Depuis quatre ans, un gros travail a également été accompli afin de mettre en conformité les activités sociales et culturelles (ASC) du groupe avec les valeurs CFDT. « En changeant le système d’informatisation puis en créant un nouveau site internet, nous avons redonné de la crédibilité et de la visibilité aux activités du CE. Surtout, nous avons mis fin à certaines pratiques (par exemple, des activités réservées par des salariés avertis avant les autres…). Les aides financières ont été élargies et les règles d’éligibilité revues pour un CE plus juste et ouvert au plus grand nombre. Bien que le gâteau n’ait pas changé de taille, les parts sont beaucoup mieux réparties. Les salariés ont accès à plus de prestations et en consomment plus. » Le résultat est payant : un sondage effectué l’été dernier auprès des salariés sur les ASC donne une appréciation générale de 7,8 sur 10 (88 % de répondants attribuant une note supérieure ou égale à 7). « En ce moment, notre réflexion porte sur l’empreinte carbone de nos activités, précise le secrétaire du CSE. Il faut être cohérent : on ne peut pas d’un côté revendiquer le télétravail comme un moyen de réduire la pollution liée aux déplacements quotidiens et de l’autre proposer des trajets en avion à l’autre bout du monde… »

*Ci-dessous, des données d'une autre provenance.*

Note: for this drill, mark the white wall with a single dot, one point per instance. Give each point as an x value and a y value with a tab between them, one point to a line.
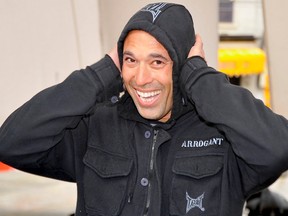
276	43
41	42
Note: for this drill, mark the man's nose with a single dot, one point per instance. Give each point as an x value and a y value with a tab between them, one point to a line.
143	75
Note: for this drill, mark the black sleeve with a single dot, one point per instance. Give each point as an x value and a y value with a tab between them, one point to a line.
258	136
29	135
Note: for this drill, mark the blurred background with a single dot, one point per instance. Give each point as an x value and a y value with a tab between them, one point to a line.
43	41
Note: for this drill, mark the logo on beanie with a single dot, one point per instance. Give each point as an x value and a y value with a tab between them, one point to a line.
154	9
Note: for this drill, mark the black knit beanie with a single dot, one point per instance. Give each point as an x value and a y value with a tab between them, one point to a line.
172	25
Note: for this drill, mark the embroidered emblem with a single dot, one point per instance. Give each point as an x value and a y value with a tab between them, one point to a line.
202	143
192	203
154	9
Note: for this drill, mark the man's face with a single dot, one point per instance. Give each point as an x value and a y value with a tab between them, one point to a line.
147	75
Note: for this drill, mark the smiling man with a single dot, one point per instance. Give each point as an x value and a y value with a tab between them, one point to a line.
181	140
147	75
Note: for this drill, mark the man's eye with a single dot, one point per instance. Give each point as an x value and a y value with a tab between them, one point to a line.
129	60
158	64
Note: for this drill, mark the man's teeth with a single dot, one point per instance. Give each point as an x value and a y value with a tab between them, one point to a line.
148	96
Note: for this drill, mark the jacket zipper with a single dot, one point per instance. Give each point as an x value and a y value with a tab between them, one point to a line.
151	170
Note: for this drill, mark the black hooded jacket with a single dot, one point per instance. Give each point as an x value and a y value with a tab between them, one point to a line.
206	161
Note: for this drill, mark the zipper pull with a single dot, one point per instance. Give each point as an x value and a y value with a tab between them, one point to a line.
130	197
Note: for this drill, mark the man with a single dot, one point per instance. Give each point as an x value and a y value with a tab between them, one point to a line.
181	140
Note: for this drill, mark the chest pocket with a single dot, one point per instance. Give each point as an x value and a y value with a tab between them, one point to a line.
196	185
106	179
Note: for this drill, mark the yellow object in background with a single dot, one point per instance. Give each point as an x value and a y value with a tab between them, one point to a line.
241	61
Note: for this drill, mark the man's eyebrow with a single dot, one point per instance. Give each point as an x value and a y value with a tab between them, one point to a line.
128	53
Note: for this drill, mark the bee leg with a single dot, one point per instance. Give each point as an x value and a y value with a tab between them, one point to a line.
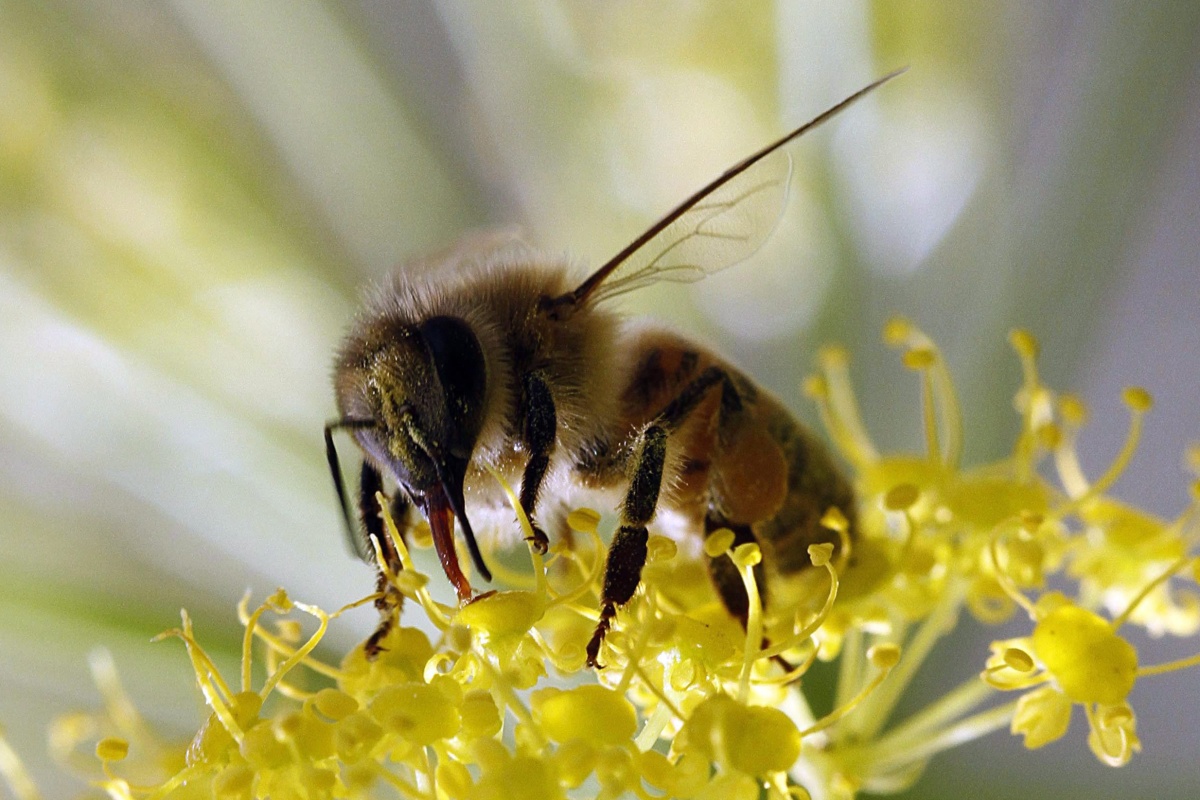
539	434
627	554
389	601
726	578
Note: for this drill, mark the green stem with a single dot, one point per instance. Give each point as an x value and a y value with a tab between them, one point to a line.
876	709
900	753
952	705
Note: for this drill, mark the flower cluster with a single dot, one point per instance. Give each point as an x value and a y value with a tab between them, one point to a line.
693	703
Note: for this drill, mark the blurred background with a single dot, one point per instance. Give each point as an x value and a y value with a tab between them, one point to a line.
193	192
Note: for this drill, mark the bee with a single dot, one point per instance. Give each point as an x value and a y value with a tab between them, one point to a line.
491	356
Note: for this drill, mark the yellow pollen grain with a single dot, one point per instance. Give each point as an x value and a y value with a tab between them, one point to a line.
901	497
112	749
719	542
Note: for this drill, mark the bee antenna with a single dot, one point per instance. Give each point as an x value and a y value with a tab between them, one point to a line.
335	468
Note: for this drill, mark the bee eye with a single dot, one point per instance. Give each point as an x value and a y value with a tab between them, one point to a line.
459	361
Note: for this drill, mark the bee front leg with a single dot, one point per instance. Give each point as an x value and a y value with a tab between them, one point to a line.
389	601
539	435
627	554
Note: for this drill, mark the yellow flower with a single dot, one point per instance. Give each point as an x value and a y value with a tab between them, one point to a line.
691	703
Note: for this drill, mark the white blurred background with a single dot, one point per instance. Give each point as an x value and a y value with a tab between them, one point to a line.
191	194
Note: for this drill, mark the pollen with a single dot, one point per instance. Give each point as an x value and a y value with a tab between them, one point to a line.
493	699
1087	659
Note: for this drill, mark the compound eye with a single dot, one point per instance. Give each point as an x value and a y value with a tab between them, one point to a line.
459	361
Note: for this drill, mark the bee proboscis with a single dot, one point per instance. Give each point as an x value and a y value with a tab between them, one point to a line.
489	355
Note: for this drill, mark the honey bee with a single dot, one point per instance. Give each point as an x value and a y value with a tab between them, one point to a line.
490	355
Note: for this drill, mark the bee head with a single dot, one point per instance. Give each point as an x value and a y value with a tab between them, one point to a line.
414	396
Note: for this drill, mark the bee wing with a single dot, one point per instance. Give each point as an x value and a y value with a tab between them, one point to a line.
715	228
725	227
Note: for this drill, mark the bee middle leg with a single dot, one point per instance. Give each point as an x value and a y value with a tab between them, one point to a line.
540	432
627	554
389	601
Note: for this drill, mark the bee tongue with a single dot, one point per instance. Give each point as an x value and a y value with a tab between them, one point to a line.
441	507
441	516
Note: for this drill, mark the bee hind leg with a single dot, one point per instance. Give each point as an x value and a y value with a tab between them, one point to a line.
627	554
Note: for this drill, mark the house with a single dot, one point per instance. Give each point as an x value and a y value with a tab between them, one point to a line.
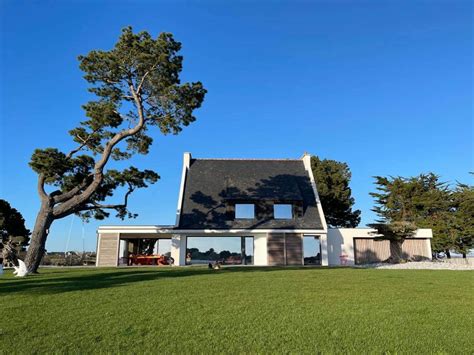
251	212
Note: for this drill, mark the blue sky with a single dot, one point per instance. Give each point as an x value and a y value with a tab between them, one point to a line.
385	86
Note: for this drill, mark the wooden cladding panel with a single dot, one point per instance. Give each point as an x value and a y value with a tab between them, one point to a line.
371	251
415	249
108	250
294	249
276	249
285	249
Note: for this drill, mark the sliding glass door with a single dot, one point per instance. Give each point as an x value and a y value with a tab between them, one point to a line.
227	250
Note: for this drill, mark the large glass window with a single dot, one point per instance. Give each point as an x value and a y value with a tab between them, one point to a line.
311	250
227	250
244	210
282	211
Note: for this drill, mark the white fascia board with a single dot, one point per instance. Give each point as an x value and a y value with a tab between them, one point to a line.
186	164
135	229
307	164
422	233
253	231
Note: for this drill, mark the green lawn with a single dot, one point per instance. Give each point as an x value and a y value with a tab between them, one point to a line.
237	310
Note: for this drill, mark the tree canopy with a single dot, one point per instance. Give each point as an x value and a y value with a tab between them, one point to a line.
425	202
332	180
12	225
137	88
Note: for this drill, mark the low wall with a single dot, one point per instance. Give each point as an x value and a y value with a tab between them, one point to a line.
340	242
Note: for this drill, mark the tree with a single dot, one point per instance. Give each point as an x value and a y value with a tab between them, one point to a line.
12	225
14	236
332	179
423	202
137	87
463	198
399	204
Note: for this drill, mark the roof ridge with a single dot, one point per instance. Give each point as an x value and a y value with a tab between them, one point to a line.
247	159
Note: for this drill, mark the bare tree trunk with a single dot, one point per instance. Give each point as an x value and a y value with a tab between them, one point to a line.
36	250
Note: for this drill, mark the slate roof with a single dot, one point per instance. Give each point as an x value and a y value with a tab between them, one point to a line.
212	185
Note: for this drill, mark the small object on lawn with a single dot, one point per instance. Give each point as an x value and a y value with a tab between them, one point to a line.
343	258
21	270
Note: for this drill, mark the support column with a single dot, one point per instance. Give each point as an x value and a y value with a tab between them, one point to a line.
323	240
108	249
178	249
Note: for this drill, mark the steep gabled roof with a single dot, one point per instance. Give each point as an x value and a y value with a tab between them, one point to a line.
212	184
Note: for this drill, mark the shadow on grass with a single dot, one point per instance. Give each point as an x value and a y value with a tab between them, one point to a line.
65	280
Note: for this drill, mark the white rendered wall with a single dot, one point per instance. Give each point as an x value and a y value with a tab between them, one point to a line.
323	240
260	249
178	249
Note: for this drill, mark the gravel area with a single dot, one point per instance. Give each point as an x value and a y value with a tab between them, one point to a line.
422	265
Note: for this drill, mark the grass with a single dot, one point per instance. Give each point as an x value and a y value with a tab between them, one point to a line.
237	310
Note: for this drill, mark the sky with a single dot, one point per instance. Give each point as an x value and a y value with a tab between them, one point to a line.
385	86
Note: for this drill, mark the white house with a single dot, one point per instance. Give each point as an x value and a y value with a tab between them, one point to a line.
252	212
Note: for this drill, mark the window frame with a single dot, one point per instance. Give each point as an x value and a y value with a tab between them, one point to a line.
292	214
245	204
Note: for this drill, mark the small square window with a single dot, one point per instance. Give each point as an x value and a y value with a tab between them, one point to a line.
282	211
245	210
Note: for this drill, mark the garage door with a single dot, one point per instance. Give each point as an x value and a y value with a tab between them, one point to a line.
369	251
285	249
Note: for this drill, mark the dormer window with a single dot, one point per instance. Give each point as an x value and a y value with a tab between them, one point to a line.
282	211
244	211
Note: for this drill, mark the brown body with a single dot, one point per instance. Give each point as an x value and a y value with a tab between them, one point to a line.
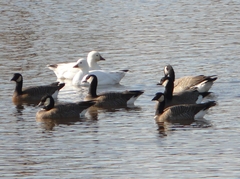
33	94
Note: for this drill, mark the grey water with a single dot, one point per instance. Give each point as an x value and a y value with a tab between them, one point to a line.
195	37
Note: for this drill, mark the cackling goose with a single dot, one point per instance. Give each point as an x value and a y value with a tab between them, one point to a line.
201	82
179	113
190	96
61	111
34	93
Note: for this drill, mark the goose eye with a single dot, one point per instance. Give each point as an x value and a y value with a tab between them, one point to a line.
19	79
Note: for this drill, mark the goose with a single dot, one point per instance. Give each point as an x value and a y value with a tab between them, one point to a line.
66	70
201	82
110	99
104	77
179	113
61	111
190	96
33	93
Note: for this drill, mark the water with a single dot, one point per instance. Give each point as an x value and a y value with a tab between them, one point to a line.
197	37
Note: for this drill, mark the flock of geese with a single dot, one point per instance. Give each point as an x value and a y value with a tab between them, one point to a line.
181	100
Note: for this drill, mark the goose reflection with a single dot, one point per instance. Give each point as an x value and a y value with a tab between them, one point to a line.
165	127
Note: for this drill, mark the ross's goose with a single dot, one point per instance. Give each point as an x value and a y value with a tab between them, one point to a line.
66	70
110	99
62	111
104	77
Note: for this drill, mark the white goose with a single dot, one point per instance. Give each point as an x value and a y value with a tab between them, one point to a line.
104	77
66	70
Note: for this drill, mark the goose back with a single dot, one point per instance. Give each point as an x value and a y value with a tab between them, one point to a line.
201	82
110	99
189	96
62	111
33	93
180	113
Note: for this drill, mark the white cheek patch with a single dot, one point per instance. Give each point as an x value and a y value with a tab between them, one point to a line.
19	79
161	98
90	80
165	71
47	102
165	83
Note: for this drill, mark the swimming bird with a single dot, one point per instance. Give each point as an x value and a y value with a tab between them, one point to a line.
190	96
182	113
110	99
104	77
66	70
201	82
33	93
62	111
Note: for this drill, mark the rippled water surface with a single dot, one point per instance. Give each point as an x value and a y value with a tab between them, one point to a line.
196	37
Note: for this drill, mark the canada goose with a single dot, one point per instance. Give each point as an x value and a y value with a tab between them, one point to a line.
179	113
34	93
110	99
104	77
66	70
190	96
201	82
61	111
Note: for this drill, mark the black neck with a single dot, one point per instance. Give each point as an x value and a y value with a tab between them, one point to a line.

L’instauration de pauses-café “spéciales élections”

Forte de ces succès, la section a pu faire une campagne électorale active. Dès septembre 2018, elle a régulièrement organisé des pauses-café à la mi-journée. « On tractait le matin : “Rendez-vous tout à l’heure pour boire un café”, rapporte Fanny, militante CFDT. Et nous envoyions chaque semaine une communication écrite avec présentation des candidats et nos revendications. » Au final, pas moins de 55 candidats ont été inscrits sur les listes : « On a fait carton plein, avec des représentants dans chaque direction ; on en avait plus que toutes les autres organisations syndicales, et même plus que nos deux concurrents réunis. » C’est, à l’évidence, une des clés ayant permis de remporter les élections.

La CFDT ayant également repris la main chez CA-SA aux élections de son CSE, le souhait commun des deux nouveaux secrétaires de CSE est maintenant de proposer une « offre campus » pour les salariés de l’ensemble des sites et d’échanger régulièrement sur des sujets qu’ils partagent dans le dessein de trouver ensemble des solutions.

cnillus@cfdt.fr 

Repères

• Crédit Agricole Corporate and Investment Bank (CA-CIB) est la banque de financement et d'investissement du groupe Crédit Agricole. Elle emploie 5 075 salariés en France sur deux lieux, le campus de Montrouge (Hauts-de-Seine) et le site de Saint-Quentin-en-Yvelines (Yvelines). Près de 90 % sont des cadres.

• Aux élections du CSE d’avril 2019, la CFDT est devenue première organisation syndicale avec 45,71 % des voix, devant la CFE-CGC (33,03 %) et la CFTC (21,26 %).